Session logs capture what the gateway observed. Docker Compose logs capture everything the individual containers printed — including Python runtime output, FUSE driver messages, and container startup errors that never make it into the session log.

Viewing logs

# All services, last 100 lines, follow
docker compose logs -f --tail=100

# Gateway only (Elixir — routing, taint, risk scoring, session lifecycle)
docker compose logs -f gateway

# Agent container (Python runtime, FUSE mount, Claude SDK)
# Agent containers are ephemeral — use --tail to catch recent output
docker compose logs --tail=200 agent

# Connector (Matrix adapter, WebSocket client)
docker compose logs -f connector

What to look for

Gateway logs — search for the session ID printed by the harness:

docker compose logs gateway 2>&1 | grep abc123

Look for: - AgentSession starting / AgentSession stopped — lifecycle events - port_spawn_failed — Docker failed to start the agent container - risk_escalation — taint or secrecy level was elevated - violation — Biba/Bell-LaPadula policy was breached and session was killed - BCP.Channel lines — query routing and validation

Agent container logs — the Python runtime and FUSE driver:

docker compose logs agent 2>&1 | tail -200

Look for: - FUSE: deny — a file operation was blocked by the policy trie. The log line includes the denied path and operation. This is the first thing to check when an agent reports it cannot read or write a file. - FUSE: allow — the operation was permitted (useful to confirm policy is working as intended) - RuntimeError / Exception — Python-side crash in the agent runner - tool_use / tool_result lines — the Python runner echoes each tool invocation

Connector logs:

docker compose logs connector 2>&1 | tail -100

Look for Matrix sync errors, WebSocket reconnect loops, or decryption failures if E2E encryption is in use.

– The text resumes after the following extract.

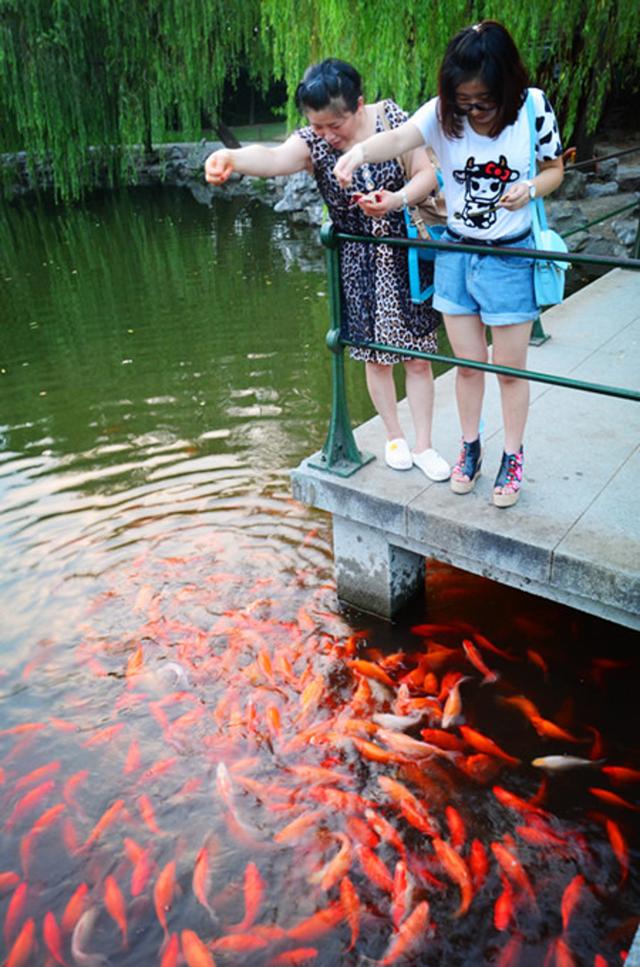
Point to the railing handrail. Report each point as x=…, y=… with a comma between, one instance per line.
x=340, y=454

Diagnosing common failures

Agent produces no output / times out

  1. Check docker compose logs gateway for port_spawn_failed — the agent container may not have started.
  2. Check docker compose logs agent for Python import errors or FUSE mount failures at startup.
  3. Check whether the ANTHROPIC_API_KEY env var is set in the agent container.

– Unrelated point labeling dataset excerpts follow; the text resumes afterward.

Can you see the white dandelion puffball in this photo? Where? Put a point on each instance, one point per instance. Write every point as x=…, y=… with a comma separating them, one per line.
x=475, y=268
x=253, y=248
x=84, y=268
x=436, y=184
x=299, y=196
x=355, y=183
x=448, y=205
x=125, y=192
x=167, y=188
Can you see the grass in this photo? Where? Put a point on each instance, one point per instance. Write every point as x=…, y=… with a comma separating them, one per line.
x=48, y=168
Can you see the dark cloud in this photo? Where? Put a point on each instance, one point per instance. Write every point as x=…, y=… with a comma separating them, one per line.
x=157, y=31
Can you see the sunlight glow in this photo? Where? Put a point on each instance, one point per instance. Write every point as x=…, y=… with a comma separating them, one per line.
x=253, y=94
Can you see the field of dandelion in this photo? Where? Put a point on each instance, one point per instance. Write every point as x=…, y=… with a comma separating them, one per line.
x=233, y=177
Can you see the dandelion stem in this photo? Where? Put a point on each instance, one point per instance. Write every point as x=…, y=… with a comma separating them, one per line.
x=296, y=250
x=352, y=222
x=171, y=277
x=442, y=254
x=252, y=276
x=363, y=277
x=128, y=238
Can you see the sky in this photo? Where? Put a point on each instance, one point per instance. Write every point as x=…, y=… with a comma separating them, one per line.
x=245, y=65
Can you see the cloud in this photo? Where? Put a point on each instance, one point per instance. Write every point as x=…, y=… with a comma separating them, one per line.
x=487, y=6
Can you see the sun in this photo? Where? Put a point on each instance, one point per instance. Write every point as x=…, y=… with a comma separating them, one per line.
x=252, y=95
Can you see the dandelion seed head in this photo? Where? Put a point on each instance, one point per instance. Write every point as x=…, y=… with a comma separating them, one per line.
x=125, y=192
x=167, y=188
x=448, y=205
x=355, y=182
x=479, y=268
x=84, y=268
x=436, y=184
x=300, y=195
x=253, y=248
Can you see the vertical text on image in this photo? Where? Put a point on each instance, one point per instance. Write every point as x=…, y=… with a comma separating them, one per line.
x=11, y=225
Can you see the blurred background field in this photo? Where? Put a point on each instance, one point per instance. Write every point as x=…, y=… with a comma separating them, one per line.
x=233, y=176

Agent cannot read or write a file

  1. Look for FUSE: deny in docker compose logs agent. The log line shows the exact path and operation that was blocked.
  2. Check the agent definition (workspace/agent-definitions/<name>.md) — the fs_read and fs_write frontmatter fields control what the FUSE policy allows.
  3. Check Sandbox.build_fuse_policy/1 in lib/tri_onyx/sandbox.ex — this is where the policy is assembled from the definition. Every agent automatically gets /agents/<name>/** as a writable path for its memory files.
  4. After changing the definition or sandbox code, rebuild the agent image:
    docker run --rm -v $(pwd)/fuse:/src -w /src golang:1.22 go build -o tri-onyx-fs ./cmd/tri-onyx-fs
    docker build --no-cache -t tri-onyx-agent:latest -f agent.Dockerfile .
    

BCP approval request never arrives

  1. Confirm the researcher's response actually reached Cat-3 validation — check docker compose logs gateway for BCP.Channel: Cat-3 log lines.
  2. Check ApprovalQueue state via HTTP: curl http://localhost:4000/bcp/approvals
  3. If approval_request was sent but the harness missed it, the harness may have connected after the broadcast. Restart the test.

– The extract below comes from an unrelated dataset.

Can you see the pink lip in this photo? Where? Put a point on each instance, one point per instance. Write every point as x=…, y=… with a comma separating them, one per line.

Risk escalation kills the session

The session log will contain a risk_escalation event followed by session_stop. Read the escalation event to see which tool result or trigger caused the elevation:

cat logs/main/abc123.jsonl | jq 'select(.type == "risk_escalation" or .type == "session_stop")'

Cross-reference with lib/tri_onyx/information_classifier.ex to understand why that tool result was classified at that level.